Animal Research Yields New Clues About Myotonic Dystrophy

    While animal rights activists were busy fire bombing the cars of researchers in Great Britain in early September, the journal Science reported a stunning breakthrough in understanding myotonic dystrophy thanks to a savvy neurologist and genetically modified mouse.

    Myotonic dystrophy afflicts about 40,000 Americans — it is the most common form of muscular dystrophy. The disease causes progressive muscle weakness that often starts by causing stiffness in the hands and eventually makes it extremely difficult for victims to walk, swallow or breathe. Almost nothing is known about the disease. In 1992 researchers discovered the genetic defect on the chromosome that causes the disease, but so far that knowledge hasn’t gotten researchers very far.

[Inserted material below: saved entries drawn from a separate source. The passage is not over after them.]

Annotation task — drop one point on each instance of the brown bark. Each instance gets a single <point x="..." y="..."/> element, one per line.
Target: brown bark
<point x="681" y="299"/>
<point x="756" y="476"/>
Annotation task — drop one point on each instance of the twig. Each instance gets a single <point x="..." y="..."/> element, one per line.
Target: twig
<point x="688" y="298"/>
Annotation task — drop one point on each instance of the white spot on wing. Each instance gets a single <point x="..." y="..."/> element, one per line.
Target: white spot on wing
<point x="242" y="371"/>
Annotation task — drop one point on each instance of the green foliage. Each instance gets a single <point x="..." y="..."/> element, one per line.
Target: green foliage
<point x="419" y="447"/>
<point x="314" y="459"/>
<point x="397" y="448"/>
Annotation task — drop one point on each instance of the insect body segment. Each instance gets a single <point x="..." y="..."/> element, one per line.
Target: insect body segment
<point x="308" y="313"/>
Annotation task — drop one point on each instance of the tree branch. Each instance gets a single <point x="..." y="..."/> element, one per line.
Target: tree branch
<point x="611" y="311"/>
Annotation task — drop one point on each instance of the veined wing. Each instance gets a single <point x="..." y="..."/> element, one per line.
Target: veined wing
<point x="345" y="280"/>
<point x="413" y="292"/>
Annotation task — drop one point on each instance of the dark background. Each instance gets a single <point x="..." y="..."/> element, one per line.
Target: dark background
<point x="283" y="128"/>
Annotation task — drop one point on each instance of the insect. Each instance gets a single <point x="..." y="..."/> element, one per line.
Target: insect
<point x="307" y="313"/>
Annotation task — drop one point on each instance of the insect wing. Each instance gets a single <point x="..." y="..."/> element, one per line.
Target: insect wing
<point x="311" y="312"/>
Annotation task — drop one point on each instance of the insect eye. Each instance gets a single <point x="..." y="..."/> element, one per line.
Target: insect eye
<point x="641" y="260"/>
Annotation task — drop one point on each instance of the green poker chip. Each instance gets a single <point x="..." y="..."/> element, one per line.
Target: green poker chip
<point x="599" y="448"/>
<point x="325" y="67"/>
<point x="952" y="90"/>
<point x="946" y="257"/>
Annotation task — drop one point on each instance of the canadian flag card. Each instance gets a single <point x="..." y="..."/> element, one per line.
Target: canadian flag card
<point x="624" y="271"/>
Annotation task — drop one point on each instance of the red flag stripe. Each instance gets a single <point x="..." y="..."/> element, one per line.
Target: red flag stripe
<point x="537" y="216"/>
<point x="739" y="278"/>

    The obvious solution was to create an animal model for the disease, but until the new research, the numerous efforts to create mice afflicted with symptoms of myotonic dystrophy failed. Neurologist Charles Thornton managed to succeed, however, where others had failed, and his breakthrough pointed to an immediate puzzle that might help break research into the disease wide open.

    Like human beings with myotonic dystrophy, the genetically modified mice suffer from a degenerative stiffening of the muscles. Thornton’s research team added a genetic defect into mouse chromosomes that closely resembles the genetic defect in human chromosomes (in normal genes, a particular base sequence is repeated about 30 times, whereas in the genes of those who suffer from myotonic dystrophy, the base sequence is repeated literally hundreds of thousands of times).

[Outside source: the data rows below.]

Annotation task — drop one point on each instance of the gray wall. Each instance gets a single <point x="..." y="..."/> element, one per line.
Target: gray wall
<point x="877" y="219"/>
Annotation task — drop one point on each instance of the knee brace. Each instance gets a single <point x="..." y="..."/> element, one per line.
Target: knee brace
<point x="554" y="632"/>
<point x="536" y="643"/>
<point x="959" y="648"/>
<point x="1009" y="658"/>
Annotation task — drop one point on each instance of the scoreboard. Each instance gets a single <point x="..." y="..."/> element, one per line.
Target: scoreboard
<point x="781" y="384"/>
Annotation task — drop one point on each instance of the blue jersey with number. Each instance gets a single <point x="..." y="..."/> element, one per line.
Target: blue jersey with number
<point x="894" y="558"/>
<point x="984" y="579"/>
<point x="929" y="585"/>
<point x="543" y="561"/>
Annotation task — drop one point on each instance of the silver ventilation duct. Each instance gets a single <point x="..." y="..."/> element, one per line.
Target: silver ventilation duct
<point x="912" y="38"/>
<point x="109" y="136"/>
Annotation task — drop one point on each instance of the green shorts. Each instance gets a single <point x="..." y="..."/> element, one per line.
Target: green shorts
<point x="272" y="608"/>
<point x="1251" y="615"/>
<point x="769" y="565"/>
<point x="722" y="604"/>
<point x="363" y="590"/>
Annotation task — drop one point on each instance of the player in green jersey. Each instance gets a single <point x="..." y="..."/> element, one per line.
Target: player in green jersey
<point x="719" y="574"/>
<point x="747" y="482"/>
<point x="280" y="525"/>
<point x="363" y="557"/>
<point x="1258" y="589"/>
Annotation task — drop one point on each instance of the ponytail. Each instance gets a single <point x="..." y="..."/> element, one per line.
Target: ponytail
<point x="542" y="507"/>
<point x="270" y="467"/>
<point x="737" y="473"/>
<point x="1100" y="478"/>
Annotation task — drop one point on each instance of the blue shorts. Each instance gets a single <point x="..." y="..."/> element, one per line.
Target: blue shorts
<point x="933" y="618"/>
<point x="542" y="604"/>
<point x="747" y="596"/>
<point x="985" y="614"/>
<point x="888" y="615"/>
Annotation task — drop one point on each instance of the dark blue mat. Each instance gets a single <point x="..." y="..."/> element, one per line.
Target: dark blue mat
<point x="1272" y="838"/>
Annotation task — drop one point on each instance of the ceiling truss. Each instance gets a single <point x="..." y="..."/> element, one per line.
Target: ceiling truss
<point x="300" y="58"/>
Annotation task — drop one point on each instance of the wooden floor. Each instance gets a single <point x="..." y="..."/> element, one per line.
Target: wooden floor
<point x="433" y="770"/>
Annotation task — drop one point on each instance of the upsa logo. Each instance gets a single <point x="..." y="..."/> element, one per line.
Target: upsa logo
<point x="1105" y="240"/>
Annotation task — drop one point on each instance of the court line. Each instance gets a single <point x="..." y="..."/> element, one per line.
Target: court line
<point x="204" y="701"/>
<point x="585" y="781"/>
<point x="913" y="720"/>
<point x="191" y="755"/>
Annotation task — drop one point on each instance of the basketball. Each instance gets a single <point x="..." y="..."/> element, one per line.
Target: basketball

    The results were fascinating — the muscle stiffness in the mice was caused by an accumulation of messenger RNA (mRNA) in the nuclei of the muscle cells of the mice.

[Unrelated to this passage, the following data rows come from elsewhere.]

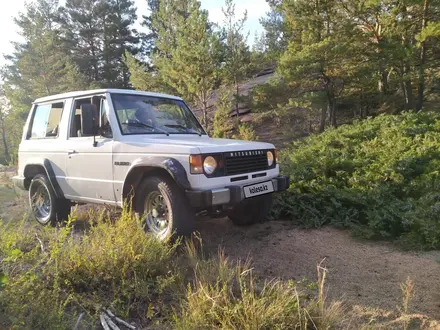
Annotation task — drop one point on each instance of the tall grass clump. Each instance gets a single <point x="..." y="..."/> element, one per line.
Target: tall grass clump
<point x="378" y="176"/>
<point x="226" y="295"/>
<point x="52" y="275"/>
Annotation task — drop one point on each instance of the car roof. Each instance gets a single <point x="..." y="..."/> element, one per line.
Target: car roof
<point x="101" y="91"/>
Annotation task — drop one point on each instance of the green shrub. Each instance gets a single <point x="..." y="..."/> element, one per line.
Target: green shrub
<point x="53" y="274"/>
<point x="378" y="176"/>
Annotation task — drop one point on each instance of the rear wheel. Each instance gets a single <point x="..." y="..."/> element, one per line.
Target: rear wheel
<point x="164" y="208"/>
<point x="251" y="211"/>
<point x="45" y="207"/>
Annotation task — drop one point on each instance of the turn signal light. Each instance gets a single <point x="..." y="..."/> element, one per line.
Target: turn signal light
<point x="195" y="162"/>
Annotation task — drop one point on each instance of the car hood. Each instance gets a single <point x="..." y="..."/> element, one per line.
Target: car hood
<point x="185" y="143"/>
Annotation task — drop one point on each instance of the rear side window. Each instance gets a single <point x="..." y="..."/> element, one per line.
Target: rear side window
<point x="46" y="121"/>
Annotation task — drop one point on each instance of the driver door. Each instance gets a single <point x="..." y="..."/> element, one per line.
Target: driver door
<point x="89" y="166"/>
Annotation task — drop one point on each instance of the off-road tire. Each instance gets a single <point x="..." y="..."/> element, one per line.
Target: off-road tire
<point x="181" y="217"/>
<point x="251" y="211"/>
<point x="58" y="210"/>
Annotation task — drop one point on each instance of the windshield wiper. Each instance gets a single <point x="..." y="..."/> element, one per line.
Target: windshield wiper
<point x="181" y="126"/>
<point x="137" y="124"/>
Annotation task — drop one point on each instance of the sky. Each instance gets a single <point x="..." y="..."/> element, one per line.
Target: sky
<point x="255" y="9"/>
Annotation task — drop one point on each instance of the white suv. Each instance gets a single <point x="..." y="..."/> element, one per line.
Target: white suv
<point x="108" y="146"/>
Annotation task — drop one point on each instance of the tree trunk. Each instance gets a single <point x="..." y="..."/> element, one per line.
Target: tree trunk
<point x="383" y="83"/>
<point x="237" y="95"/>
<point x="322" y="121"/>
<point x="5" y="143"/>
<point x="421" y="87"/>
<point x="407" y="85"/>
<point x="332" y="111"/>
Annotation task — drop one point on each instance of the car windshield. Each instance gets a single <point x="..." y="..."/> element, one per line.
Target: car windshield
<point x="139" y="114"/>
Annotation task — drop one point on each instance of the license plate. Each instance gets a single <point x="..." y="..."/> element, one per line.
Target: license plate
<point x="258" y="189"/>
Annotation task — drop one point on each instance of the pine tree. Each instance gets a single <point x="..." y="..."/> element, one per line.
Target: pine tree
<point x="98" y="32"/>
<point x="39" y="66"/>
<point x="237" y="54"/>
<point x="149" y="39"/>
<point x="193" y="65"/>
<point x="317" y="58"/>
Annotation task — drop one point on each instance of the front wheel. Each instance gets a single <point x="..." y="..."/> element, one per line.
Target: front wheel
<point x="251" y="211"/>
<point x="164" y="208"/>
<point x="45" y="207"/>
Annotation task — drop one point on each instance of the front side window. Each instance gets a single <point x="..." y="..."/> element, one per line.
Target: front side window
<point x="46" y="121"/>
<point x="139" y="114"/>
<point x="81" y="125"/>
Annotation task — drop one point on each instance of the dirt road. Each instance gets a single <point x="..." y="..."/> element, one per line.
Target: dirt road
<point x="359" y="272"/>
<point x="363" y="273"/>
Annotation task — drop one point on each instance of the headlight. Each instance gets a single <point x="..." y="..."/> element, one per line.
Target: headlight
<point x="209" y="165"/>
<point x="270" y="158"/>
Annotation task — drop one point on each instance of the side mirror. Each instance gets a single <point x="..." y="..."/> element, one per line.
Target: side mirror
<point x="89" y="121"/>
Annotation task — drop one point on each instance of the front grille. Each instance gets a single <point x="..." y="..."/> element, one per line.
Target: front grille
<point x="240" y="162"/>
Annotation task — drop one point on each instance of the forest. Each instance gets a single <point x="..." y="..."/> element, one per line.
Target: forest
<point x="334" y="60"/>
<point x="353" y="92"/>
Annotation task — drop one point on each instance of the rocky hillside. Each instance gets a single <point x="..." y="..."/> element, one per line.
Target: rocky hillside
<point x="269" y="127"/>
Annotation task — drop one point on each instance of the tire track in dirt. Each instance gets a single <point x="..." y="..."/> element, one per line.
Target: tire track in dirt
<point x="359" y="272"/>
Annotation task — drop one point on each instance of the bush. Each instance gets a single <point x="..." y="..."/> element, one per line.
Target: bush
<point x="51" y="275"/>
<point x="378" y="176"/>
<point x="48" y="277"/>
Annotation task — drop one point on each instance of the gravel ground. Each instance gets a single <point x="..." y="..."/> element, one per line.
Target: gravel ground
<point x="366" y="275"/>
<point x="360" y="272"/>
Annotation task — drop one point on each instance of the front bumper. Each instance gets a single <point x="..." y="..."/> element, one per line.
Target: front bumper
<point x="228" y="195"/>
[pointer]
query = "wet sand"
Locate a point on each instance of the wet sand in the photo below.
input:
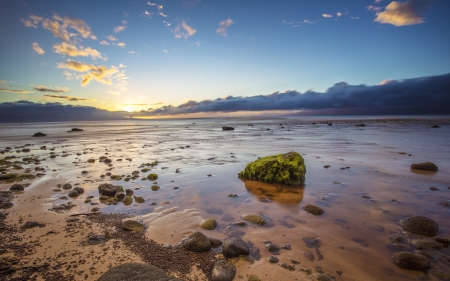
(367, 189)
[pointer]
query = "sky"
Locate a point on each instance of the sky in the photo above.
(178, 57)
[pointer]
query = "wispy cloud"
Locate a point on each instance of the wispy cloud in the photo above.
(223, 27)
(99, 73)
(184, 30)
(402, 13)
(72, 51)
(51, 90)
(38, 49)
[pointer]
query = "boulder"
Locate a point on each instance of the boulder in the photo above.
(136, 272)
(425, 166)
(411, 261)
(420, 225)
(234, 246)
(197, 242)
(223, 271)
(286, 169)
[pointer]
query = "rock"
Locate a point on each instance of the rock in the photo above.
(287, 266)
(411, 261)
(133, 226)
(234, 246)
(313, 209)
(127, 200)
(136, 271)
(223, 271)
(426, 166)
(107, 189)
(209, 224)
(139, 199)
(423, 244)
(73, 193)
(286, 169)
(197, 242)
(272, 247)
(254, 218)
(420, 225)
(17, 187)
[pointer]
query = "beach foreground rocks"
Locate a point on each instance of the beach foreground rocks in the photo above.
(286, 169)
(134, 272)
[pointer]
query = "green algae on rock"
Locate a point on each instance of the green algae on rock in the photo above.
(289, 169)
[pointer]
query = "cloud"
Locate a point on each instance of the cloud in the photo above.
(184, 31)
(22, 92)
(26, 111)
(72, 51)
(69, 98)
(38, 49)
(222, 30)
(51, 90)
(402, 13)
(421, 93)
(100, 73)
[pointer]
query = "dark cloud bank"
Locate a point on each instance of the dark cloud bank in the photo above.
(427, 95)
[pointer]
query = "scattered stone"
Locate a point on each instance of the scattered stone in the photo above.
(223, 271)
(286, 169)
(254, 218)
(197, 242)
(411, 261)
(136, 271)
(426, 166)
(133, 226)
(234, 246)
(209, 224)
(17, 187)
(313, 209)
(420, 225)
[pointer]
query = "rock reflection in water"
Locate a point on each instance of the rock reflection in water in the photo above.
(283, 194)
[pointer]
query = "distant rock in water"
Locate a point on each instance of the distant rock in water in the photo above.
(425, 166)
(289, 169)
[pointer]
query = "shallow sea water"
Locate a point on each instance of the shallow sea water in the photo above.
(363, 203)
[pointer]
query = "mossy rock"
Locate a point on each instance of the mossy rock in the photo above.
(152, 177)
(209, 224)
(288, 169)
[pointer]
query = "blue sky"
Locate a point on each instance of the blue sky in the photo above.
(135, 55)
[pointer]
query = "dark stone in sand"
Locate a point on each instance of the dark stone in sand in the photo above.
(234, 246)
(17, 187)
(107, 189)
(313, 209)
(411, 261)
(73, 193)
(425, 166)
(420, 225)
(136, 272)
(133, 226)
(223, 271)
(423, 244)
(197, 242)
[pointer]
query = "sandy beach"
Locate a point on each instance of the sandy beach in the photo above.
(367, 189)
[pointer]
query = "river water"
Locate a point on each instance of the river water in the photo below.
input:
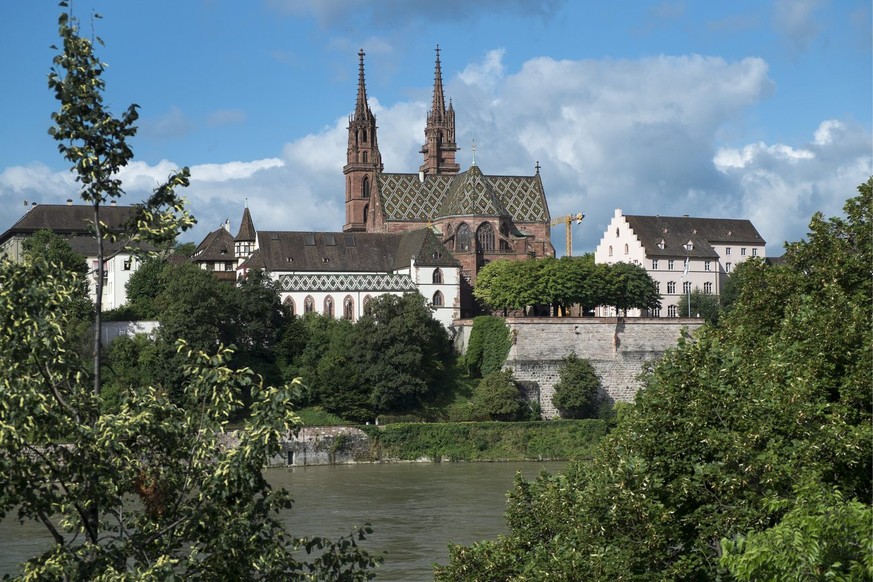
(416, 510)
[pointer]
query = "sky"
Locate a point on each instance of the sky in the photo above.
(723, 109)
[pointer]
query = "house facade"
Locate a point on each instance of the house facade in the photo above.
(73, 222)
(478, 217)
(681, 254)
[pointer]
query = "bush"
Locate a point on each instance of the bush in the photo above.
(497, 397)
(577, 390)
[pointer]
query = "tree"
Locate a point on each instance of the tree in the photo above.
(156, 489)
(577, 393)
(702, 305)
(497, 397)
(753, 439)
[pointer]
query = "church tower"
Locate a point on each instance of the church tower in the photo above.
(439, 146)
(363, 160)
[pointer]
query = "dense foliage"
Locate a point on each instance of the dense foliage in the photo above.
(748, 453)
(516, 285)
(577, 392)
(488, 346)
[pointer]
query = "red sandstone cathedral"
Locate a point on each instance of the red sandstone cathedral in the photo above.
(479, 218)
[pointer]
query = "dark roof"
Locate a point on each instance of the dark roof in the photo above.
(346, 252)
(405, 197)
(676, 231)
(246, 228)
(217, 246)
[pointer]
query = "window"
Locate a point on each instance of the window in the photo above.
(462, 239)
(289, 303)
(485, 237)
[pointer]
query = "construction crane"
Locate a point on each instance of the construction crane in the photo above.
(568, 220)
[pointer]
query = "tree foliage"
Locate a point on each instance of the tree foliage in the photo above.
(577, 392)
(753, 439)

    This, to my knowledge, is an unprecedented discovery. Messenger RNA is supposed to be little more than an instruction manual for building DNA. Think of RNA as a sort of robot builder — it collects the proteins it needs in the environment and then assembles them according to its instructions to create a DNA strand which it then sends off to do the job of building the body. Genetic diseases occur when the RNA has faulty instructions and thus builds faulty DNA.

    What Thornton’s team found, however, was that large numbers of mRNA were somehow accumulating in the nuclei of the muscle cells and causing damage to those cells in ways that will require a lot more research to understand. As Thornton put it,

Normally, messenger RNA transmits genetic information out of the nucleus and into the main part of the cell where its instructions are carried out. That’s its only job. In this case, it seems to stay in the nucleus, and it’s doing something entirely different that’s harmful. The messenger itself is actively making cells sick.

    This is the sort of basic science discovery that would be very difficult to arrive at relying solely on experiments with human beings — in fact decades of research on muscular dystrophy never even came close to suggesting the possibility that RNA of all things might be capable of damaging muscle tissue. As Thornton eloquently described the benefits of using mice in a press release,

Why all the fuss over mice? Well, it is possible to test dozens or even hundreds of potential treatments in mice in a short span of time. Without an animal model, it takes several years and some risks to test just one treatment in people. I’m hopeful that these mice will accelerate the discovery process.

    Thornton’s discovery opens up a whole line of previously unknown areas that have implications not only for myotonic dystrophy, but for diseases such as Huntington’s and Fragile-X syndrome which are caused by similar genetic defects.

Source:

New mouse marks latest stride in muscular dystrophy research. EureakAlert!, press release, September 6, 2000.